In a perfect world all plugins and themes would have been already tested with the new WP version before I upgrade, well, but that’s not always the case. So I just do always the backup. It’s easy, it’s fast and it’s save. Let the upgrade crashes come, I don’t fear them.
You just have a problem with upgrade crashes if you don’t backup. That easy it is.
If you dislike making back-ups, don’t upgrade. Instead backport security fixes to your old version. That doesn’t mean you need to take care for everything on your own, you can go with the debian package for example.
The wordpress project itself does not offer a long-term-support version, not even support for the pre-lastest version, only support for the latest version. A bit pushy on upgrades so.
So if you want a more relaxed journey, don’t jump on the first release. Skip the .0. Wait until the .1 is out. That’s a good rule of thumb since years with WordPress.
always keep a local copy of your site that you can test any upgrades on first.
Because I have a Theme and several Plugins in the WPORG repositories, I start running nightlies as soon as Beta hits, so that I can test for compatibility issues. I have yet to run into any kind of issue.
However, I do daily, automatic backups of my DB, so if something goes horribly wrong with an upgrade, no worries; just re-install the previous version, and import the DB. There’s really no reason to think of backups as “boring” (there are plenty of Plugins to automate it), or restoring an older version of WP as an “awful perspective” (the install process really is 5 minutes).
What I would consider to be an “awful perspective” would be the thought of having to recover from my site being hacked due to a failure to keep WordPress updated whenever a new version is released.
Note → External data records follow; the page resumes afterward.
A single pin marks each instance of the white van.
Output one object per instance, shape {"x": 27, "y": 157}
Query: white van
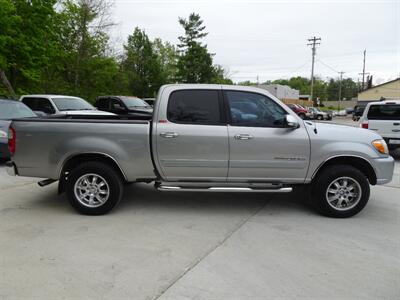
{"x": 384, "y": 118}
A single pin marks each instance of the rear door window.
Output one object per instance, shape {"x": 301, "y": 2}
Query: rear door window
{"x": 195, "y": 107}
{"x": 384, "y": 112}
{"x": 254, "y": 110}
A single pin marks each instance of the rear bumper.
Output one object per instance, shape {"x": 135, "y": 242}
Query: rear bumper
{"x": 384, "y": 168}
{"x": 11, "y": 169}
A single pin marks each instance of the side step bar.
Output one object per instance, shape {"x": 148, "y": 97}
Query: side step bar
{"x": 46, "y": 182}
{"x": 168, "y": 188}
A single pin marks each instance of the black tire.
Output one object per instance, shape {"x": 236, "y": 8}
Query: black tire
{"x": 320, "y": 185}
{"x": 114, "y": 187}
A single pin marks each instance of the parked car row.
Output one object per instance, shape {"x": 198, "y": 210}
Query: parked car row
{"x": 383, "y": 117}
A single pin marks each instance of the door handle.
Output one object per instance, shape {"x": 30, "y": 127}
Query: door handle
{"x": 243, "y": 136}
{"x": 169, "y": 134}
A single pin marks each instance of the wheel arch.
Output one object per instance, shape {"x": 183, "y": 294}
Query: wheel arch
{"x": 357, "y": 162}
{"x": 75, "y": 160}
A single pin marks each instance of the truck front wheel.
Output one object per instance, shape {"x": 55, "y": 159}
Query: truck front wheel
{"x": 340, "y": 191}
{"x": 94, "y": 188}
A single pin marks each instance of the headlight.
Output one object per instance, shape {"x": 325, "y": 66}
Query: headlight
{"x": 380, "y": 146}
{"x": 3, "y": 134}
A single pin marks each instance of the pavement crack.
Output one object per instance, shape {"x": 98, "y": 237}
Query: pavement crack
{"x": 210, "y": 251}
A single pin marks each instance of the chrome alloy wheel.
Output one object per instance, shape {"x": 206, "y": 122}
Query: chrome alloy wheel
{"x": 91, "y": 190}
{"x": 343, "y": 193}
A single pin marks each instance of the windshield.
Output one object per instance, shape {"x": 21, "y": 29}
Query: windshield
{"x": 134, "y": 102}
{"x": 13, "y": 109}
{"x": 72, "y": 103}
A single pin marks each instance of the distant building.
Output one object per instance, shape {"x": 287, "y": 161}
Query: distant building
{"x": 281, "y": 91}
{"x": 389, "y": 90}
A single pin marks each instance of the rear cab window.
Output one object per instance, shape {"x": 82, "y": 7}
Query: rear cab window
{"x": 39, "y": 104}
{"x": 384, "y": 112}
{"x": 198, "y": 107}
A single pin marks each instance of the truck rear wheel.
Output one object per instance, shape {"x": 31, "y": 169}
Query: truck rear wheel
{"x": 340, "y": 191}
{"x": 94, "y": 188}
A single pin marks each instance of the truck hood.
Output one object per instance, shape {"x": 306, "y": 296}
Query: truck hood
{"x": 337, "y": 132}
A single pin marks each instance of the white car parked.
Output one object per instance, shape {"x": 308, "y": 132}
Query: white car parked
{"x": 384, "y": 118}
{"x": 60, "y": 105}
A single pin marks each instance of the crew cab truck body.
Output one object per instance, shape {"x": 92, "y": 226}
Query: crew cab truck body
{"x": 203, "y": 138}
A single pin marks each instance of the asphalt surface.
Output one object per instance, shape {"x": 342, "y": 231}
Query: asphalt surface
{"x": 196, "y": 246}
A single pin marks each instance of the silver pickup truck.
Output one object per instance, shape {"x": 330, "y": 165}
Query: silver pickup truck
{"x": 203, "y": 138}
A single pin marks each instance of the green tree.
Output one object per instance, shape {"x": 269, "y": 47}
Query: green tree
{"x": 83, "y": 67}
{"x": 168, "y": 58}
{"x": 195, "y": 64}
{"x": 142, "y": 65}
{"x": 349, "y": 89}
{"x": 26, "y": 41}
{"x": 220, "y": 76}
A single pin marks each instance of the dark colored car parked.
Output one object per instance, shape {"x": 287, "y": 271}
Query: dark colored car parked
{"x": 10, "y": 109}
{"x": 300, "y": 111}
{"x": 358, "y": 112}
{"x": 124, "y": 105}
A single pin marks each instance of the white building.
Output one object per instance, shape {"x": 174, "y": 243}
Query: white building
{"x": 281, "y": 91}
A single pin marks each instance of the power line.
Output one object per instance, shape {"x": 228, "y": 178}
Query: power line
{"x": 363, "y": 72}
{"x": 314, "y": 42}
{"x": 328, "y": 66}
{"x": 340, "y": 89}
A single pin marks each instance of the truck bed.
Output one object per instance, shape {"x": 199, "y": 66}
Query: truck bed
{"x": 48, "y": 143}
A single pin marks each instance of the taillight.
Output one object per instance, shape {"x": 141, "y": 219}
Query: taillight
{"x": 11, "y": 140}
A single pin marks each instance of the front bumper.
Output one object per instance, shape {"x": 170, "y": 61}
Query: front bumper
{"x": 384, "y": 168}
{"x": 11, "y": 169}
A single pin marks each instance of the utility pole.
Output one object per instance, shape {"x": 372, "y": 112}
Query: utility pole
{"x": 313, "y": 48}
{"x": 340, "y": 89}
{"x": 363, "y": 73}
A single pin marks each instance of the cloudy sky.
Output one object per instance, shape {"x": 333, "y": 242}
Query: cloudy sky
{"x": 268, "y": 39}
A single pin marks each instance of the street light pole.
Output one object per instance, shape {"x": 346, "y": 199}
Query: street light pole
{"x": 340, "y": 89}
{"x": 313, "y": 44}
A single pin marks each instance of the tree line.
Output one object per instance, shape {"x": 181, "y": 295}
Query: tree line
{"x": 325, "y": 90}
{"x": 63, "y": 47}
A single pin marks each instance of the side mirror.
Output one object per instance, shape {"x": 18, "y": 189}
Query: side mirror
{"x": 292, "y": 122}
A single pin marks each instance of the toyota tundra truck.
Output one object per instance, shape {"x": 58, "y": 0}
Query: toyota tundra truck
{"x": 203, "y": 138}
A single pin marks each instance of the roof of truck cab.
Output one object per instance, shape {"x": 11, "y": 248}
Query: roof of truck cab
{"x": 48, "y": 96}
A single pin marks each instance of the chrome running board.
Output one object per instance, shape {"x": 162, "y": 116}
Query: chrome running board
{"x": 169, "y": 188}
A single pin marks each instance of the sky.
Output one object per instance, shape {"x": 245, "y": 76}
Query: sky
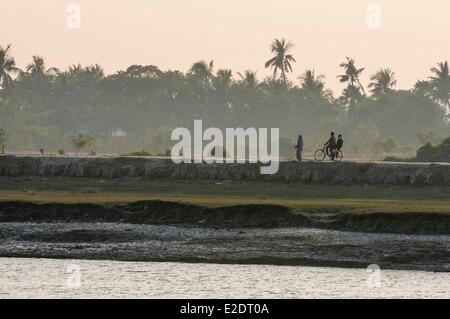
{"x": 409, "y": 36}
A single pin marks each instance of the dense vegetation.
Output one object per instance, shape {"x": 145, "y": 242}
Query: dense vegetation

That would certainly take far longer than a 5-minute re-install.
I trust in my server side backups of SQL databases.
I was using the plugin for the past 2 years DBC-Backup-2 and I always manually run a backup before running any core update.
This plugin hasn’t had any love for the past couple of years so I’ve now revived the plugin and re-released it as I think it does the job it needs to do.
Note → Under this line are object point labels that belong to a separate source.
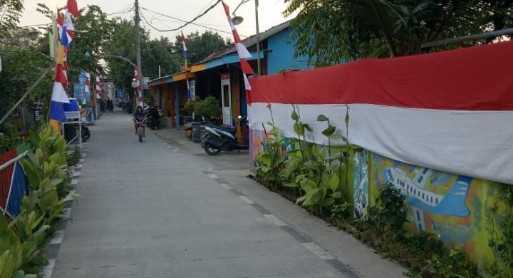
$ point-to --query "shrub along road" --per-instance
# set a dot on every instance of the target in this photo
(163, 210)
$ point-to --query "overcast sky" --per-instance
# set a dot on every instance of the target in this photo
(270, 13)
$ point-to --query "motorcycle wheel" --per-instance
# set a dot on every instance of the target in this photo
(211, 150)
(86, 134)
(140, 133)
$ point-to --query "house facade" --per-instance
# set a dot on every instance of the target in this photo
(219, 75)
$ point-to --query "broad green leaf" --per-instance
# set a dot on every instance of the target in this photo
(328, 132)
(322, 118)
(334, 182)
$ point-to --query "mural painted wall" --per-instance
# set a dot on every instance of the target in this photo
(459, 209)
(456, 208)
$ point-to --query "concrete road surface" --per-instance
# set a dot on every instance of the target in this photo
(156, 209)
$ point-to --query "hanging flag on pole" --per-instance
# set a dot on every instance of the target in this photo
(73, 8)
(242, 51)
(59, 97)
(63, 33)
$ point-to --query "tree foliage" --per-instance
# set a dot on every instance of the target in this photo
(10, 12)
(334, 30)
(201, 45)
(94, 30)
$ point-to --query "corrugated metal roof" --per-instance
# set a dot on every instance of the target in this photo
(248, 42)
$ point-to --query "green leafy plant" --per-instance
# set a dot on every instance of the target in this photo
(389, 215)
(22, 240)
(314, 171)
(501, 231)
(271, 161)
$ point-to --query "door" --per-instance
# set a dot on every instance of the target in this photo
(226, 98)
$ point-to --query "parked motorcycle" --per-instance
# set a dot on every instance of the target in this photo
(70, 133)
(217, 139)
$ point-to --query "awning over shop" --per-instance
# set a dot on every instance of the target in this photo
(232, 58)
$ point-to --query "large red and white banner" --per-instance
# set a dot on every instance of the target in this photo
(451, 111)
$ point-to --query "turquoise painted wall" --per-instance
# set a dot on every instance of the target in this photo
(281, 56)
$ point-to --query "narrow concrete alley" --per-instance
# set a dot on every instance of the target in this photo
(158, 209)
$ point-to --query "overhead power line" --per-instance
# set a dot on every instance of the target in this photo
(177, 19)
(188, 22)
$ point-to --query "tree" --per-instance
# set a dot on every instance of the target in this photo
(10, 11)
(94, 30)
(334, 30)
(201, 45)
(160, 52)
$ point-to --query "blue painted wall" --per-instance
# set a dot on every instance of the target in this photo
(281, 56)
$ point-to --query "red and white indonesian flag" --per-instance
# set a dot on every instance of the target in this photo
(242, 51)
(451, 111)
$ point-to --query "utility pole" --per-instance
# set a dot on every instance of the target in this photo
(259, 65)
(139, 76)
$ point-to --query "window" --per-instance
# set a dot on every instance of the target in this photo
(226, 96)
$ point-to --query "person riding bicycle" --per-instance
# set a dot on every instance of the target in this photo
(138, 116)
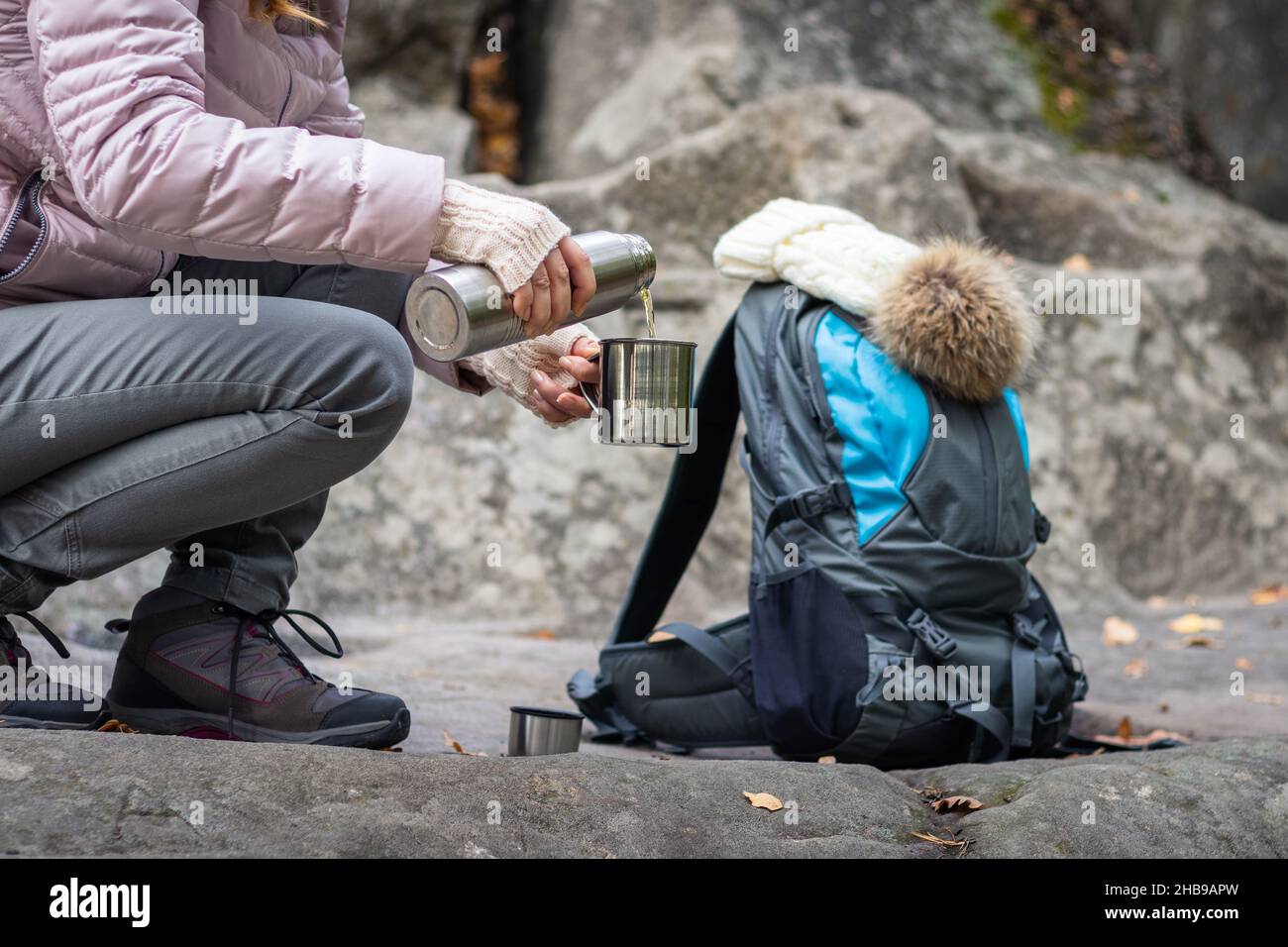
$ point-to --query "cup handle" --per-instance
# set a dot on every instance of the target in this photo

Hats off to Lester Chan and his plugins http://lesterchan.net/portfolio/programming/php/#wp-dbmanager as I think these are the bees knees for database stuff
I also trust in my local MAMP or virtual linux box to test core updates
It is not that hard to get a local webserver running on your pc.
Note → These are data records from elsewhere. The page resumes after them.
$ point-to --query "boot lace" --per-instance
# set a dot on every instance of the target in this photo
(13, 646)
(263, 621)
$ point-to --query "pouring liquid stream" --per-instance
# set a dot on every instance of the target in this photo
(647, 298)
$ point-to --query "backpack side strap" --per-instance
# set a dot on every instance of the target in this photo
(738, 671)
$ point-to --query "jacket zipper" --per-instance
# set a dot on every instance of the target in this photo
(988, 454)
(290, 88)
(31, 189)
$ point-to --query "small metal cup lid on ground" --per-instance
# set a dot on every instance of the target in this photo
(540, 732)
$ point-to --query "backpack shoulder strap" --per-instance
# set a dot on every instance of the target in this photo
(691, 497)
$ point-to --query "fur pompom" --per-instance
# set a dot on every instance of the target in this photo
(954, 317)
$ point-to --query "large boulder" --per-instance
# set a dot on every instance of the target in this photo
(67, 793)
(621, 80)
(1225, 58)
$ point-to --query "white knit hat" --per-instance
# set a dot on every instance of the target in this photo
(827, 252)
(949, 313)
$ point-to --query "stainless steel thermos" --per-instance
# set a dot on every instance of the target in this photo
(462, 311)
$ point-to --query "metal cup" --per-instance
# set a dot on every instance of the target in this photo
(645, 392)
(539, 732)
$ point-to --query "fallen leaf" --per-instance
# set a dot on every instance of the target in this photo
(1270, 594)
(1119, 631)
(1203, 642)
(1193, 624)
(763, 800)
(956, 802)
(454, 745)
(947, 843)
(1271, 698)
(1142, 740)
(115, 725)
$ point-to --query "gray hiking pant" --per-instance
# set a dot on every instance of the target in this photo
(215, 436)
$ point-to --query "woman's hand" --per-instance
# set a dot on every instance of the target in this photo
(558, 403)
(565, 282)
The apple air even comes pre-installed with a server, so as far as I am concerned there is no exscuse not to have a local test server at the very least. having at least one remote test site is also useful.
I kept a nightly beta version going as well as the last 2 stable versions with copies of all the plugins that I use on sites activated.
All versions point to the same wp-content folder, so the same versions of the plugins are tested in all versions of wp.
I update regularly so that there is no big jump in functionality.
One must simply factor in the overhead of all of that.